Wednesday, July 27, 2011

Kids Gone Wild

Let’s start with a little back story. As a child I routinely spent part of my summer with either my mom’s dad or my dad’s mom. Not only were these visits a chance for me to spend quality time with my grandparents but they were a wonderful opportunity to learn from an older generation. At the time I didn’t even realize the lessons learned but as I’ve grown older I find myself drawing on those experiences more and more.

One such experience came as I went to church with Grandma Millie. From what I could tell my grandmother was well liked by the congregation and had many friends where she attended church. That’s what made what happened next so shocking. As we sat in the pews listening to the speaker this particular Sunday I noticed a small child wandering down the aisle unsupervised. My grandma turned around and looked at the child’s progenitors. When she saw that they weren’t moving, without hesitation, she got up and laid hold on the child and delivered him to his parents. She returned to our seat looking more than mildly annoyed.

I was mortified by her actions. Over the years I witnessed that scene play out a half dozen times. Finally I questioned her as to why she did that. She explained that children cannot be allowed to run the show and parents ought to be setting boundaries. My grandma had no problem showing us kids who was boss and I had the bruises on my backside to prove it.

Being a parent is extremely difficult. It is no mystery where the source of the difficulty lies. As the legendary comedian put it, children have brain damage. “My parents never smiled... because I had brain damage. My wife and I don't smile because our children are LOADED with it.” -Bill Cosby

Before I had children of my own I used to tell people that I was prejudice against children and I believed it. Since becoming a parent I realized that my beef was not with that brain damaged miniature person but with his or her parents.

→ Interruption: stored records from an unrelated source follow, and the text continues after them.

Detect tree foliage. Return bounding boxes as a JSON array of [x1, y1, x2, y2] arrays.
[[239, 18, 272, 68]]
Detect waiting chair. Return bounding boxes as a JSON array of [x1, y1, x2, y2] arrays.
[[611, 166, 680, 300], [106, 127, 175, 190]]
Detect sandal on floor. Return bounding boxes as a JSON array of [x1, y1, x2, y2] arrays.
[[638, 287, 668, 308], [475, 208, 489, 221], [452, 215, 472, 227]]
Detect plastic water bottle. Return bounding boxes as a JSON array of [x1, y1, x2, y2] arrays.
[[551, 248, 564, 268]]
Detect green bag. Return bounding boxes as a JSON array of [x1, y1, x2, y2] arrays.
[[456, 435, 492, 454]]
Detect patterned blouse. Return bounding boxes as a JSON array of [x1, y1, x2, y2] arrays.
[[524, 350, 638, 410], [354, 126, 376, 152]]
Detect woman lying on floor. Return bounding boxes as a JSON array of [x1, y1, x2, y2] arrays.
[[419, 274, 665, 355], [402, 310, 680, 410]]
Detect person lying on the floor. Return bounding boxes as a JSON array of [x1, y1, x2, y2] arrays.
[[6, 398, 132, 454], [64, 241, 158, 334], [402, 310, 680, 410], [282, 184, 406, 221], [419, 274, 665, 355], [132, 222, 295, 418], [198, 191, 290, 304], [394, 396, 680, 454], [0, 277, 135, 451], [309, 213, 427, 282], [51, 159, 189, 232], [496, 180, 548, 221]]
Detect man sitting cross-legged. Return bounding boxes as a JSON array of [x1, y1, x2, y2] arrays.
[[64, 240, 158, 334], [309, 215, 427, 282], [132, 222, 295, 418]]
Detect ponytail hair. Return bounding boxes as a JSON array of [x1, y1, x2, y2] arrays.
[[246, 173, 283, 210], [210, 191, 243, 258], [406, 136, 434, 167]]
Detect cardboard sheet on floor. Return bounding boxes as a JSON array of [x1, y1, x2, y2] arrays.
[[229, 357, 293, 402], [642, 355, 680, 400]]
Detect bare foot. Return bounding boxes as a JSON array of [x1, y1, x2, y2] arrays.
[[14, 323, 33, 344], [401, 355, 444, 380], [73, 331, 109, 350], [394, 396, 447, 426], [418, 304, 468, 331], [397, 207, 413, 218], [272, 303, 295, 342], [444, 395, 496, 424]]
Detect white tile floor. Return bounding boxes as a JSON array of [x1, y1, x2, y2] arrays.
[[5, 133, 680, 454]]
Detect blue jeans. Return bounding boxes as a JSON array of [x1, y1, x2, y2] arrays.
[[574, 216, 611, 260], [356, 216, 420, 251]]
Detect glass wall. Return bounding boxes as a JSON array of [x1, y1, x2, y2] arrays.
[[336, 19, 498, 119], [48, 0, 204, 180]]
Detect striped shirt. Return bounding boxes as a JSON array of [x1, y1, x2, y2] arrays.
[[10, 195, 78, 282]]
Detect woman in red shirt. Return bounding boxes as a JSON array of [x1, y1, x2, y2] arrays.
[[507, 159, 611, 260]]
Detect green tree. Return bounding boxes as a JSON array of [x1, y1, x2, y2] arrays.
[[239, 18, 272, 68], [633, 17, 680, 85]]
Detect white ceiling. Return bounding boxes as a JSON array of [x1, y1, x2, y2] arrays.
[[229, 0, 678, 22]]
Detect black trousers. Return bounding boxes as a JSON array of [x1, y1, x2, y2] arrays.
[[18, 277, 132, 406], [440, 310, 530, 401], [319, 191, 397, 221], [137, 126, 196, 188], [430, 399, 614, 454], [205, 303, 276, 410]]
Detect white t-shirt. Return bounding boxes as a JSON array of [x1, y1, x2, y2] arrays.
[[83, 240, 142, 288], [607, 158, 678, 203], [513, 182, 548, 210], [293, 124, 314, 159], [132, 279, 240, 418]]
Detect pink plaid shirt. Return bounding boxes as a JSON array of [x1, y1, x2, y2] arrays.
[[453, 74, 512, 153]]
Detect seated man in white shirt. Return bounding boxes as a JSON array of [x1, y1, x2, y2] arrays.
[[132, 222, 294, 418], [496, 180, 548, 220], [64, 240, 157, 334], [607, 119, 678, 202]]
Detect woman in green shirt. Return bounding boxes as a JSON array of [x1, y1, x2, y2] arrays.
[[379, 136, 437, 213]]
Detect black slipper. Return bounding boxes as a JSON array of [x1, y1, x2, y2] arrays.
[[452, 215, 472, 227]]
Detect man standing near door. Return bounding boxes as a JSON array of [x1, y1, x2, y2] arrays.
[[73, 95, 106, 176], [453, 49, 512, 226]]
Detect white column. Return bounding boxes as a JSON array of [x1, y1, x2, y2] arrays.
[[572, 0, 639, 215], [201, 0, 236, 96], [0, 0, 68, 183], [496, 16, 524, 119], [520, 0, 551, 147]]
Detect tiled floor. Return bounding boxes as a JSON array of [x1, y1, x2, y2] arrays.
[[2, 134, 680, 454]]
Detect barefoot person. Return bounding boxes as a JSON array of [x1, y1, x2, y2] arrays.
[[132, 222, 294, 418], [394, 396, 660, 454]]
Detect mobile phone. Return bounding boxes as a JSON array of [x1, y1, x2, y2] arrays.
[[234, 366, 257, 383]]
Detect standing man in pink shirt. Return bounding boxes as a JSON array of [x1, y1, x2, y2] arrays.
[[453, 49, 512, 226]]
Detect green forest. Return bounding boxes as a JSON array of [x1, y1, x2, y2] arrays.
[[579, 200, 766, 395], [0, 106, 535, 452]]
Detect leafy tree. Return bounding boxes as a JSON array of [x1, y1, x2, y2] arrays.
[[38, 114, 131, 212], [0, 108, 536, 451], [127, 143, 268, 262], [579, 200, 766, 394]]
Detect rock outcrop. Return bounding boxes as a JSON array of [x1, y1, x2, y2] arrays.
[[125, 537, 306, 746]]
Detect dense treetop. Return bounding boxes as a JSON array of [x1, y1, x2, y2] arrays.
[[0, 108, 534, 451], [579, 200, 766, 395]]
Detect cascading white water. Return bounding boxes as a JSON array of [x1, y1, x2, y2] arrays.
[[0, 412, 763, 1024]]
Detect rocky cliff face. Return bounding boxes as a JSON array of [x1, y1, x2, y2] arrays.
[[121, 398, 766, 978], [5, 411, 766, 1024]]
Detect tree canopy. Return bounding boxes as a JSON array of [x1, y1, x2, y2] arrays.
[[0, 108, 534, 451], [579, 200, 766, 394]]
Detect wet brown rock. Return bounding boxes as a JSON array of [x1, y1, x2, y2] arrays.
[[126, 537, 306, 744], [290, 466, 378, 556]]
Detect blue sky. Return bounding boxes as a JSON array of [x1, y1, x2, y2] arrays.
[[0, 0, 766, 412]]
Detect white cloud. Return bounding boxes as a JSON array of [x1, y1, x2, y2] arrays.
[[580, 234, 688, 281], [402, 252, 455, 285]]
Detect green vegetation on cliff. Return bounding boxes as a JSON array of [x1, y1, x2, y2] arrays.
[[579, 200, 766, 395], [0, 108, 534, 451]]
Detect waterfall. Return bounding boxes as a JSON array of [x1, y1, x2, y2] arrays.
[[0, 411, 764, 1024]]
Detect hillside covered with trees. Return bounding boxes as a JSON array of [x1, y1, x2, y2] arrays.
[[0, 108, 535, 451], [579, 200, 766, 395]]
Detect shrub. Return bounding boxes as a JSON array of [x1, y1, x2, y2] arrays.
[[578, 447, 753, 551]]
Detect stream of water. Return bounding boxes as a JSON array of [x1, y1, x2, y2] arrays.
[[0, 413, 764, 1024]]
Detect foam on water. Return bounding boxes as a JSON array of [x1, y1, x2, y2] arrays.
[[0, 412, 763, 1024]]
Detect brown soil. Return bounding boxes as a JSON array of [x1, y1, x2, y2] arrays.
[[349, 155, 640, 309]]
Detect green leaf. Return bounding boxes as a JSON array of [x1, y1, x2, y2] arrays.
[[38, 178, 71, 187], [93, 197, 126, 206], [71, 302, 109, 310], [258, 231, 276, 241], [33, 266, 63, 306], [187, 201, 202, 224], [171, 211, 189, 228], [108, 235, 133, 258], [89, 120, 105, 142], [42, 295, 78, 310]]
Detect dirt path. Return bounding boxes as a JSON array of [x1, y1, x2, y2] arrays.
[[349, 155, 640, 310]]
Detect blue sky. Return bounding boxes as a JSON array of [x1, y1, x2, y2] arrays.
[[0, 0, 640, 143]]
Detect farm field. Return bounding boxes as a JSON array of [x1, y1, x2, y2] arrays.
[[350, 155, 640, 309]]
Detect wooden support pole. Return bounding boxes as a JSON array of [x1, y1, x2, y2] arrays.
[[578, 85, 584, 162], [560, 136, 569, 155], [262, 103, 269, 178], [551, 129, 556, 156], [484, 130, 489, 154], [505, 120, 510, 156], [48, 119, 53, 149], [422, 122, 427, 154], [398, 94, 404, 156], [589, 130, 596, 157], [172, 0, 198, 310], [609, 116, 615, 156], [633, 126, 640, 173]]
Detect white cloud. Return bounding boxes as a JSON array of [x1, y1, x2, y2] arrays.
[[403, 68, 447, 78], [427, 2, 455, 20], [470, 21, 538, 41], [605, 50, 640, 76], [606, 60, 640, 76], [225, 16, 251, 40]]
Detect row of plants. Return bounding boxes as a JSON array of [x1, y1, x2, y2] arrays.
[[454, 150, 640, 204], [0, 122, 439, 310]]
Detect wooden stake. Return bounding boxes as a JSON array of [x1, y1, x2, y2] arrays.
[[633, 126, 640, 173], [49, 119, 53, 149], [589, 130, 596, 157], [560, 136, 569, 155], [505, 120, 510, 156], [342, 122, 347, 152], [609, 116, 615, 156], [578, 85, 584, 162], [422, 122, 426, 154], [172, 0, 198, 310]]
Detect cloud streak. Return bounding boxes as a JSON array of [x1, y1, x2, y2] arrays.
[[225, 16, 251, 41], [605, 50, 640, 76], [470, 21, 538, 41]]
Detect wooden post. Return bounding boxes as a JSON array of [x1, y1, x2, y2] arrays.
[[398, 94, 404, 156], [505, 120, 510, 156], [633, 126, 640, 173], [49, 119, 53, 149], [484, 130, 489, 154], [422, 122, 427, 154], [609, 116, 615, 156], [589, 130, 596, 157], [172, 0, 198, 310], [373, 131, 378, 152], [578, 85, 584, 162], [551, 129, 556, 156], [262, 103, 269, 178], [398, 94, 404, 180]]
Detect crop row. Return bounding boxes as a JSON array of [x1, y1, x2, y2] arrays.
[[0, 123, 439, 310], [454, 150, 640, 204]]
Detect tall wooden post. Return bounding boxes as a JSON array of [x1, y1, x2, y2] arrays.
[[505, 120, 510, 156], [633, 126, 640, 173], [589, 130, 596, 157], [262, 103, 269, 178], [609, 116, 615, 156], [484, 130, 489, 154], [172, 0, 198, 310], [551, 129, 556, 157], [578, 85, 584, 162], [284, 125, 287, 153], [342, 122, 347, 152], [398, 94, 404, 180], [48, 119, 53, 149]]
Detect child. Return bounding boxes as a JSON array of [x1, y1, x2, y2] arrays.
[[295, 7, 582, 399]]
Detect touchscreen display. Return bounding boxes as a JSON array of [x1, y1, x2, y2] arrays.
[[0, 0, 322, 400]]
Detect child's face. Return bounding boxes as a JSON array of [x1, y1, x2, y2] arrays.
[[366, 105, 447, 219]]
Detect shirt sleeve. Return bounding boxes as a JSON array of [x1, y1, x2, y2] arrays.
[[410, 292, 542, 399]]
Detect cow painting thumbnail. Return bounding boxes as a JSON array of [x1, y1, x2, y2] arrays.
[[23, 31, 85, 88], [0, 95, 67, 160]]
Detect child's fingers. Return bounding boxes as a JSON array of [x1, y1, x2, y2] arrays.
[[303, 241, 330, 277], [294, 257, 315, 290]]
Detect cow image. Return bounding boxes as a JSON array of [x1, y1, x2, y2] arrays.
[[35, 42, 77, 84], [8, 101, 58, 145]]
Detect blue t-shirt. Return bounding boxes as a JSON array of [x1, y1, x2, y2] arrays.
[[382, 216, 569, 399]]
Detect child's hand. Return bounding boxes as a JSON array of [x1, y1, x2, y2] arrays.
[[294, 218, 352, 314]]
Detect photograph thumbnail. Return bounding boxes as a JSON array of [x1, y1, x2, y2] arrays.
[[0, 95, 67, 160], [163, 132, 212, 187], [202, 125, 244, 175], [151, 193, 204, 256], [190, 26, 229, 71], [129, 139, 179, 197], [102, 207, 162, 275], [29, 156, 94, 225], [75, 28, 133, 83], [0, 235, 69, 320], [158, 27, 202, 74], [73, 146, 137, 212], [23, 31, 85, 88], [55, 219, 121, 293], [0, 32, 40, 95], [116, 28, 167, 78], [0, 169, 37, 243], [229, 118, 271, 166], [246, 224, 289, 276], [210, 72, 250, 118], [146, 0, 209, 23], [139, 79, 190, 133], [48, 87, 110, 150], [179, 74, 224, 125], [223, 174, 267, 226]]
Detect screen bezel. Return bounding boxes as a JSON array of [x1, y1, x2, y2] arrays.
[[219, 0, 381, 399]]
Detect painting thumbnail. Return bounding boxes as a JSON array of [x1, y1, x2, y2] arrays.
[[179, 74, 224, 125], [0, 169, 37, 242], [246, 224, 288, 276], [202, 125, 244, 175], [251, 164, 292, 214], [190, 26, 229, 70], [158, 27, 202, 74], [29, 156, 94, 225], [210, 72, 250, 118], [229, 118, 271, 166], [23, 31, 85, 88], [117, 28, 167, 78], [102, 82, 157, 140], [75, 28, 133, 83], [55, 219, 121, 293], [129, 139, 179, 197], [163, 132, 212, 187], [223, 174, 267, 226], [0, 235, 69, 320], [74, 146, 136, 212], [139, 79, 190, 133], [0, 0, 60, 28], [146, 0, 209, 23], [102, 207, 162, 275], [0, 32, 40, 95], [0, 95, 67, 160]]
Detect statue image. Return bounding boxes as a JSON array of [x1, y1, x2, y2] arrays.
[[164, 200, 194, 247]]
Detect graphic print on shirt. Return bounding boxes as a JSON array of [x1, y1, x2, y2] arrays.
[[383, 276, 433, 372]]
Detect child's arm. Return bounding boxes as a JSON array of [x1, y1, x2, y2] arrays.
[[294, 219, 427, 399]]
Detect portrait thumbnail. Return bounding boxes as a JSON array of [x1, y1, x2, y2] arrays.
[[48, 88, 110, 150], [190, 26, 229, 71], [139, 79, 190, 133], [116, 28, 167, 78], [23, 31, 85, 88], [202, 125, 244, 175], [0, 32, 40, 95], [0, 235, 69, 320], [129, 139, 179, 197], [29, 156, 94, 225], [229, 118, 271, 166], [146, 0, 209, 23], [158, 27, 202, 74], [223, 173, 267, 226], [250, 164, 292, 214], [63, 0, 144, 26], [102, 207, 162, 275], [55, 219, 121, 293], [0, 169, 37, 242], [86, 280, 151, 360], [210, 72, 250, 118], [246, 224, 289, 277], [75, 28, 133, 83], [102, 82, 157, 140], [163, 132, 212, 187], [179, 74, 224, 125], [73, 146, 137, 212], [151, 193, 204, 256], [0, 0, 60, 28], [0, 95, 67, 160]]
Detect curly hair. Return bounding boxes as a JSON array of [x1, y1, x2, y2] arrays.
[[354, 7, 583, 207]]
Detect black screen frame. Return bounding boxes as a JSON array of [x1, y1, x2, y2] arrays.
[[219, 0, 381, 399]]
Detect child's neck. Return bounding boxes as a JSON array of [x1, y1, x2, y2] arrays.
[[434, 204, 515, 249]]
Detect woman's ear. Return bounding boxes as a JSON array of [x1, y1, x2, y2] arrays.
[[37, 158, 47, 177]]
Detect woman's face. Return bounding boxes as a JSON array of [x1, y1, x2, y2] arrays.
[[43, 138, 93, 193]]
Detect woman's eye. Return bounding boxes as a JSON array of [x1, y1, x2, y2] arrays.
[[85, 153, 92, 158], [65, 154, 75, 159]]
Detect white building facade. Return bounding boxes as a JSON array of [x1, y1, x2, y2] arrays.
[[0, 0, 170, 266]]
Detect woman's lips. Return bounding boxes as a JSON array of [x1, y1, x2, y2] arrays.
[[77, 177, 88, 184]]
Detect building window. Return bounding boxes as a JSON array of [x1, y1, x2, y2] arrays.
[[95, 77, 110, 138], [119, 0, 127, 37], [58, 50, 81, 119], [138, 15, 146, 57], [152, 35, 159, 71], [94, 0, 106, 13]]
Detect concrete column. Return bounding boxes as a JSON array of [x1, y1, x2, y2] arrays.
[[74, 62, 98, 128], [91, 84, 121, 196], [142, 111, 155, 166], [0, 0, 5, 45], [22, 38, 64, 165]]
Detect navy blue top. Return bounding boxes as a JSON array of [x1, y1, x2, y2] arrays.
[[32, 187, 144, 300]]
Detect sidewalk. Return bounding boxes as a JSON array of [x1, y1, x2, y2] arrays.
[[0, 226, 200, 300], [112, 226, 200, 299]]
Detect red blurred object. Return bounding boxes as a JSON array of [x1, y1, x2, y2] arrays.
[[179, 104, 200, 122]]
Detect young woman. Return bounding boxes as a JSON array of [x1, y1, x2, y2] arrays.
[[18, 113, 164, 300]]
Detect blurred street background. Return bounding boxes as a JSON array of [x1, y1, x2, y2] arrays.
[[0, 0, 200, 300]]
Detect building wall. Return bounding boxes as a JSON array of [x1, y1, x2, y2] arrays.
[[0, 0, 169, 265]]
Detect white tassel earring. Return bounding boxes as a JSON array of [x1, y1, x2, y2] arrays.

You see parenting is a war. The first rule of war is know thyself and know thy enemy. Parents you are in charge. A child is looking for boundaries, constantly testing their limits. Yes, it is an exhausting and seemingly never ending battle but you cannot concede. “In any moment of decision [or parenting], the best thing you can do is the right thing, the next best thing is the wrong thing, and the worst thing you can do is nothing.” -Theodore Roosevelt

Kids don’t act right. Sure it’s embarrassing when it happens but any reasonable person won’t fault a parent when a kid throws a fit. However, when a child doesn’t act right and a parent doesn’t act at all then we’ve got a problem.

Parents get up off of your rears and parent your children. Please I beg you stop these little bedlamites from running amuck at church, in restaurants, at the movies, in the store or really anywhere that I may be.

I understand that reasoning with your little brain damaged offspring is a fruitless endeavor and I’m certainly not condoning anyone abusing a child but there’s got to be some effort to restrain or subdue these tiny psychopaths. The great General Sun Tzu said in The Art of War, “To fight and conquer in all our battles is not supreme excellence; supreme excellence consists in breaking the enemy's resistance without fighting.”

All I ask is the establishment and enforcement of rules and boundaries. Provide real and immediate consequences and you’ll be surprised how quickly behavior changes. Does this mean that the battle is over and the war is won? Hardly, but that’s the game you sign up for when you take the title of “mom” or “dad”. Oh and one more thing, “No” is not a bad word. Use it, liberally if necessary, because a child who is unaccustomed to hearing it becomes a nightmare for future adult authority figures whom they will inevitably encounter.

My fear is that those who will take this the hardest are those that are genuinely trying and fighting that good fight. For those I echo the words of Jeffrey R. Holland “…if you are trying to do the best you can…in spite of the bedlam that sometimes reigns in a houseful of little bedlamites—then give yourself high marks.”

As for the rest of you, you’re on notice. I will no longer sit idly by and watch your tiny terrorists wreaking havoc upon the masses and setting a poor example for my own diminutive derelicts. Like my grandmother before me I am going to intervene for the good of the child and humanity. You have been warned.